Reams of recent reports suggest that retail brands are overwhelmingly under-investing in mobile. Is the problem as bad as some say?
L2, a business-intelligence firm, seems to think so. In the company’s L2 Intelligence Report – Mobile, L2 emphasizes that the trend toward mobile has been exponentially on the rise—while lambasting retail brands lacking in in-store mobile engagement.

For starters, the report points out that mobile devices accounted for more than half of all time spent online in 2013—and that, as of last year, that amount has risen to two thirds.
“Smartphones have become the trusted, portable, always-on shopping companion that desktops or laptops never could be,” reports L2, “with 85 percent of smartphone owners worldwide saying they used a smartphone while shopping in a brick-and-mortar store.”

Still, L2 admits that there are signs that so-called “mcommerce” hasn’t quite caught on—conceding that traditional desktop devices drive far more conversions than do mobile devices.
“Today, mobile phones are still best suited for upper-funnel shopping activities like comparison shopping, product research, and browsing and product discovery,” notes L2.
The firm goes on to highlight that while consumers conduct 60 percent of their online-shopping time via mobile, mobile accounts for only 16 percent of these transactions. L2 maintains, however, that this represents a missed opportunity for brands to enmesh customers via mobile-based tools—including loyalty programs, streamlined checkout, payment options, and cross-channel integration with existing customer data (such as email addresses).

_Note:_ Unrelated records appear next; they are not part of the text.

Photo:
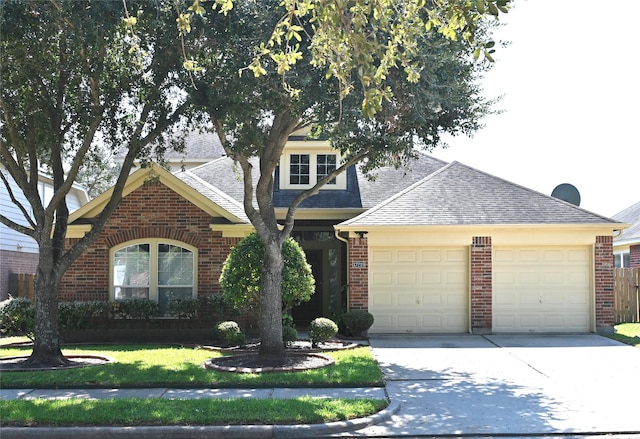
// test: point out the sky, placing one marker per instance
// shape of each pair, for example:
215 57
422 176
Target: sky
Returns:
570 87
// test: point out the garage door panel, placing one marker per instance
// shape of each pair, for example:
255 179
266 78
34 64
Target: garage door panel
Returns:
428 287
541 289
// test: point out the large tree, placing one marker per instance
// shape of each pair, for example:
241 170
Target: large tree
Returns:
376 123
75 81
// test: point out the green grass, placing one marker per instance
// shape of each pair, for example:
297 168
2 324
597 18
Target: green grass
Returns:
628 333
131 412
143 365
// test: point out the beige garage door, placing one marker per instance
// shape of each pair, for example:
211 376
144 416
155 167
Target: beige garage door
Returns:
418 290
541 289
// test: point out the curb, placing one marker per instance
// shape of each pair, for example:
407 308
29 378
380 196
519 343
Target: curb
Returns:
197 432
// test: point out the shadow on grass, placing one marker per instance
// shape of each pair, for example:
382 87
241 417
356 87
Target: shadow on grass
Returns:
139 366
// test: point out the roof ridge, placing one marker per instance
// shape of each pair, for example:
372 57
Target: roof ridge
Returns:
217 190
528 189
399 194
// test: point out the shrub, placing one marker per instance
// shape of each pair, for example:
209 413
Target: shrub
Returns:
322 329
231 333
17 317
184 307
134 309
357 321
240 277
80 314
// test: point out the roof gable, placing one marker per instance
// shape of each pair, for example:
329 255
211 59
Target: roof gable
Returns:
630 215
460 195
210 200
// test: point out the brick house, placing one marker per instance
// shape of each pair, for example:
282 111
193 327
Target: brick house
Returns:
626 245
434 247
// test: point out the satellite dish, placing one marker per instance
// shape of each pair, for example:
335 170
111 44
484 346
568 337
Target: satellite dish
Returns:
567 192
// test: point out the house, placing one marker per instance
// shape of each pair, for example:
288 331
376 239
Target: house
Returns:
18 252
626 245
433 247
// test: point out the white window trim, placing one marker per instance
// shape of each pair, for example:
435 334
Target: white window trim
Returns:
285 166
153 264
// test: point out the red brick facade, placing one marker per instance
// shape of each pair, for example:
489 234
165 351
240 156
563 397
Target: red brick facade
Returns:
358 274
151 211
481 285
634 256
604 283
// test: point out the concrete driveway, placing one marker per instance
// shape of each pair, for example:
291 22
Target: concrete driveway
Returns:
508 385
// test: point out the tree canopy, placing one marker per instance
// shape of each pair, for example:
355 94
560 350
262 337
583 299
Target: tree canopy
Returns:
70 87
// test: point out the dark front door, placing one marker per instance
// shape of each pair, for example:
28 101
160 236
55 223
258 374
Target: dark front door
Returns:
305 312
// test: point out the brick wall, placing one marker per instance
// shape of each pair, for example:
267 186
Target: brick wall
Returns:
15 262
481 285
604 283
634 256
151 211
358 276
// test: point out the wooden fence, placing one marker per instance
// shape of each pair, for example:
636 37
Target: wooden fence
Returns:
626 281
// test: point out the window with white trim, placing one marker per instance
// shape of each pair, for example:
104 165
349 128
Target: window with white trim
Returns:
303 170
325 164
158 270
622 260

On this latter point, L2’s data is eye-opening—demonstrating that, for online shopping, “the average checkout experience requires a consumer to input anywhere from 13 to 16 fields.”
As for brick-and-mortar shoppers?
“It’s all about self-help in-store. [Shoppers] are now looking for digital in-store to give them self-directed shopping experiences like they get online,” said InReality, an in-store marketing- and analytics-solutions company, in its shopping research report, The Reality of Retail. “50 percent of shoppers would be more likely to buy in-store if given mobile apps to improve or personalize the in-store experience.”
This statistic (gleaned from a December 2015 survey of 682 consumers across 48 states) may more accurately represent less of a demand for tech-aided shopping and more of a demand for help from human beings.

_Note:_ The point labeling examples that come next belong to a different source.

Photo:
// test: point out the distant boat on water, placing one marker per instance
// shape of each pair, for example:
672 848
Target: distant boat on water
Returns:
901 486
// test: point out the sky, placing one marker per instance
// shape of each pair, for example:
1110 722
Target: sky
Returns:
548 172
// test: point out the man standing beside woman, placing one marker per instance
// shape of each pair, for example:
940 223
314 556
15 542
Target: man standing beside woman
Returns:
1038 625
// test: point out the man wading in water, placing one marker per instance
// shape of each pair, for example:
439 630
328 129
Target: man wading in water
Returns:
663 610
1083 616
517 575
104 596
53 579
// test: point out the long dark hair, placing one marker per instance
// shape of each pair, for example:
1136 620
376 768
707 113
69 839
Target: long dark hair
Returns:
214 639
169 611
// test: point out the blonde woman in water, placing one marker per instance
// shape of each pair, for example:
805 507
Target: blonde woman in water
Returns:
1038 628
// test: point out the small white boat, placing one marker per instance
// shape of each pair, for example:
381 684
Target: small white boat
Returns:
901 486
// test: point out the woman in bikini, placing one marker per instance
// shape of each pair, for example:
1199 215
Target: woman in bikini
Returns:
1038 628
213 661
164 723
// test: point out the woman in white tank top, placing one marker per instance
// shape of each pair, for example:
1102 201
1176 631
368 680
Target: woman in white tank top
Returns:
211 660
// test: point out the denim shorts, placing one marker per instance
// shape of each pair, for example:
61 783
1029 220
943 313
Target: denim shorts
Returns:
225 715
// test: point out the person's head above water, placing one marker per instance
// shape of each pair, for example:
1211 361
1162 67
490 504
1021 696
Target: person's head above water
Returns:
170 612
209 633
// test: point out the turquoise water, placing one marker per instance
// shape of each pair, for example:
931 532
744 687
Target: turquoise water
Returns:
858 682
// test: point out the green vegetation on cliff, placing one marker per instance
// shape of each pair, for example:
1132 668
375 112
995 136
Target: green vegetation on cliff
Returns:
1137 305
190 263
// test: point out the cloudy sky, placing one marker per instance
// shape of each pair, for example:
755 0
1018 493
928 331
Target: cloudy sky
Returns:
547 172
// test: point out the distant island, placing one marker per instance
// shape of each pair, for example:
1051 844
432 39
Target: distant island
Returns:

InReality reports that 47 percent of respondents indicated that help from sales clerks was moderately to extremely important, while another 46 percent said that they didn’t consider help from sales associates important because they “usually know more than the sales associate [does].”
InReality nonetheless insists that mobile tech is the answer—reporting that “63 percent of shoppers said they would be more likely to buy in-store if sales associates equipped with tablets were available for product information, availability, or ordering.”

The call is not going unheeded. For an report by WBR Digital and RetailMeNot, brick-and-mortar brand representatives were asked the loaded, leading question, “Which…innovative digital capabilities will you be investing in over the next 12 months?” Mobile devices for sales teams ranked second place in this preselected shortlist, with 38 percent of respondents indicating that they would invest therein. (First place? Mobile wallets – at 47 percent.)
“I think there’s a question of: Is there a payoff there?”

Andy Cutler, Director of Global Customer Solutions for data-management company RedPoint Global, told DMN when asked about this trend: “I would say that’s at the early-adoption stage. I see it working in a Brooks Brothers…where the average ticket is $1,000 rather than $100.”
Indeed, brands might find their money better spent elsewhere. InReality is a company that focuses on digital marketing solutions—and when one has a hammer, every problem looks like a nail. Investing in better employee training—thereby adding an efficient, knowledgeable human touch—is a survey option conspicuously missing from all of these industry reports.